You wait 4.543 billion years for a mysterious monolith to show up on Earth, then two show up at once.
As you're probably aware, a mystery monolith (yes we're calling it a monolith, we know monoliths are stone but let's face it, everyone is calling it a monolith and it's much more fun than saying "big rectangle of metal") showed up in Utah last week, only to disappear sometime on Friday night.
A new monolith (look, we're not going to be the only publication calling it the mystery rectangle) has now shown up on a hillside in Romania.
In the film 2001: A Space Odyssey, the next monolith shows up on the Moon and then in the orbit of Jupiter, but we'll take Romania I guess, monolith-starved species can't be choosers.
Of course, there's a simple explanation for both the disappearance and reappearance of the monolith.
No, not that. The new monolith (you over it yet, pedants?) has likely been erected by a copycat, given that the old monolith in Utah was found to have been there since around 2015. It's unlikely that two of them happened to be discovered within a week of each other if they were both were erected at the same time.
While the world has been distracted by New Monolith, details have emerged about the disappearance of Old Monolith, and who removed it. One Instagrammer who showed up to the site claims that they were the first to arrive on the scene after the removal. As well as tracks in the sand leading away from where the monolith once stood, they found a message in the sand.
If you're hoping for some mysterious message from aliens you may be disappointed. It simply read "Bye b*tch" and had what appeared to be a fresh pee stain right next to it. Which could be from aliens if they'd studied our cultures for long enough to know our preferred goodbyes.
More clues came from another Instagrammer, and by clues we mean they actually witnessed the removal of the statue, though nowhere do they mention who did the mystery wee so there's still that if you need some sense of enigma to remain in place.
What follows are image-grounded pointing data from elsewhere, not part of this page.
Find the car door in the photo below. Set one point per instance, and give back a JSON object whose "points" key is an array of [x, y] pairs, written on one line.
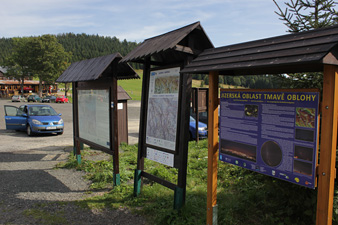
{"points": [[14, 118]]}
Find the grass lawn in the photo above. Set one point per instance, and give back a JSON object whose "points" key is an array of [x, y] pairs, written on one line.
{"points": [[133, 87], [243, 197]]}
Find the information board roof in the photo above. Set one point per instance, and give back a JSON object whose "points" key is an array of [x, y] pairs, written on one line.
{"points": [[92, 69], [171, 46], [298, 52]]}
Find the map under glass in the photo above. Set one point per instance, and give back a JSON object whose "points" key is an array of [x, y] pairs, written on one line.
{"points": [[163, 108], [94, 116]]}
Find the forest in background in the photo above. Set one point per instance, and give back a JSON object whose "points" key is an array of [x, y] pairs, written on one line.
{"points": [[82, 46]]}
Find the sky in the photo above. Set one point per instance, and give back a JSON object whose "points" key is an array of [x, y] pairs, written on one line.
{"points": [[225, 21]]}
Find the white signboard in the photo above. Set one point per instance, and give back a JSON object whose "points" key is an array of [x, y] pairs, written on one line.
{"points": [[160, 157], [163, 108], [94, 116]]}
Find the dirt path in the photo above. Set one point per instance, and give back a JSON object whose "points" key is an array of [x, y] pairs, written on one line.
{"points": [[32, 191]]}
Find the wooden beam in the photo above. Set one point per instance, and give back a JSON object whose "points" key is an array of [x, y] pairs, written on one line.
{"points": [[212, 148], [326, 169]]}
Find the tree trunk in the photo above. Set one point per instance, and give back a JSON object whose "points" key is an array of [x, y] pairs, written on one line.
{"points": [[66, 89]]}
Ross Bernards said that he had just finished taking photographs of the monolith when four men arrived at 8:40 pm.
"They gave a couple of pushes on the monolith and one of them said, 'You better have got your pictures,'" Bernards wrote on Instagram. "He then gave it a big push, and it went over."
The men set to work dismantling the monolith, before pushing it away in a wheelbarrow, telling Bernards "This is why you don't leave trash in the desert" and leaving with "Leave no trace."
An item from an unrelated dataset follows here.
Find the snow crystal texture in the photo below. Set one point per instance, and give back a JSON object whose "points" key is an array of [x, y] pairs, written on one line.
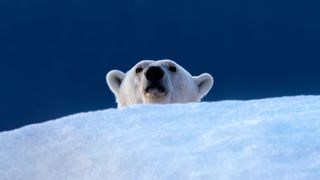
{"points": [[276, 138]]}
Bernards included an image of the men removing the statue as well as photos of the site by way of proof of his story.
"If you’re asking why we didn’t stop them, well, they were right to take it out," Bernards posted, mentioning how crowded the usually untouched landscape was by the following morning.
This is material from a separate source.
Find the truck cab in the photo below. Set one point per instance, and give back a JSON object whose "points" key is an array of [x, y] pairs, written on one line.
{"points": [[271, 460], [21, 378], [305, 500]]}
"Cars parking everywhere in the delicate desert landscape. Nobody following a path or each other. We could literally see people trying to approach it from every direction to try and reach it, permanently altering the untouched landscape. Mother Nature is an artist, it’s best to leave the art in the wild to her."
So there you go, mystery solved. It was people just trying to clean up the desert. If you'd like to know who placed it there, that has likely already been solved too. Now can we skip to the part where we plot all the new monoliths that have popped up on a map and it spells out Buy Pepsi, please.